■出会い
数日過ぎた頃校庭で遊んでいると職員室の窓から副担任が身を乗り出してナルトを呼ぶ。
「おーい。ナルトくーん!」
不思議そうに首をかしげて副担任の元に行くと、ニコニコと笑って一段高い窓からナルトを見下ろす。
「ナルト君。お待たせ。君の担任を紹介するわ」
そういて、脇にどけると奥から男が一人現れた。
「!…セン…」
カカシ先生! そう言った筈なのに声がかすれて上手く出てこない。もう一度無理やり出そうとすると激しく咳き込んだ。
「無理しちゃ駄目よ。たなか先生。こちら、転校生の不知火ナルトくん。ナルト君、こちらがあなたの担任のたなかカカシ先生よ」
そういって、副担任はかっこいいでしょう? と片目をつぶると。何言ってるんですかとカカシにつっこまれた。
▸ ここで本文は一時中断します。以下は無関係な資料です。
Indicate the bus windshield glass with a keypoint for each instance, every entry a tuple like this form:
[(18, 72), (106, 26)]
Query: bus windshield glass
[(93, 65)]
口布もない。両目もそろってる。髪も黒い。なのにたなかカカシは、はたけカカシにそっくりだった。名前も似ている。声はたなかカカシの方が少し低かった。
「んー、君がナルト君? はじめまして」
眠そうなもったりとした話し方。言い回し。似ている。
「手術して声が出ないんだって? いいよ。ゆっくりで。焦らず行こう」
そういって微笑む顔はカカシそのもので、思わずまじまじとナルトは見ていた。
先生たち何やってるのかな。
七班の事が急に気になり、ちりりと胸の奥が痛くなった。きっと、ナルトが居ない方がスムーズに任務をこなしているだろう。そう考えると、自分が七班にとって要らない人物の様な気がして切ない。あわてて、そんな事はあるはずないと首をふる。。
「あ、先生! もう大丈夫なの?」
クラスメイトがわらわらと寄って来る。ナルトは少々複雑にたなかカカシを見つめいていた。カカシとそっくりなカカシではない人物。
そうだ。帰ったら自慢しよう。
ナルトは思いつくとニシシとたなかカカシに向かって笑む。
でも、そっくりでも、やっぱカカシ先生じゃないや。
どこがどうとは言えないのだが、ナルトは全然違うと思う。
たなかカカシははたけカカシそっくりな笑顔でナルトに微笑みかけた。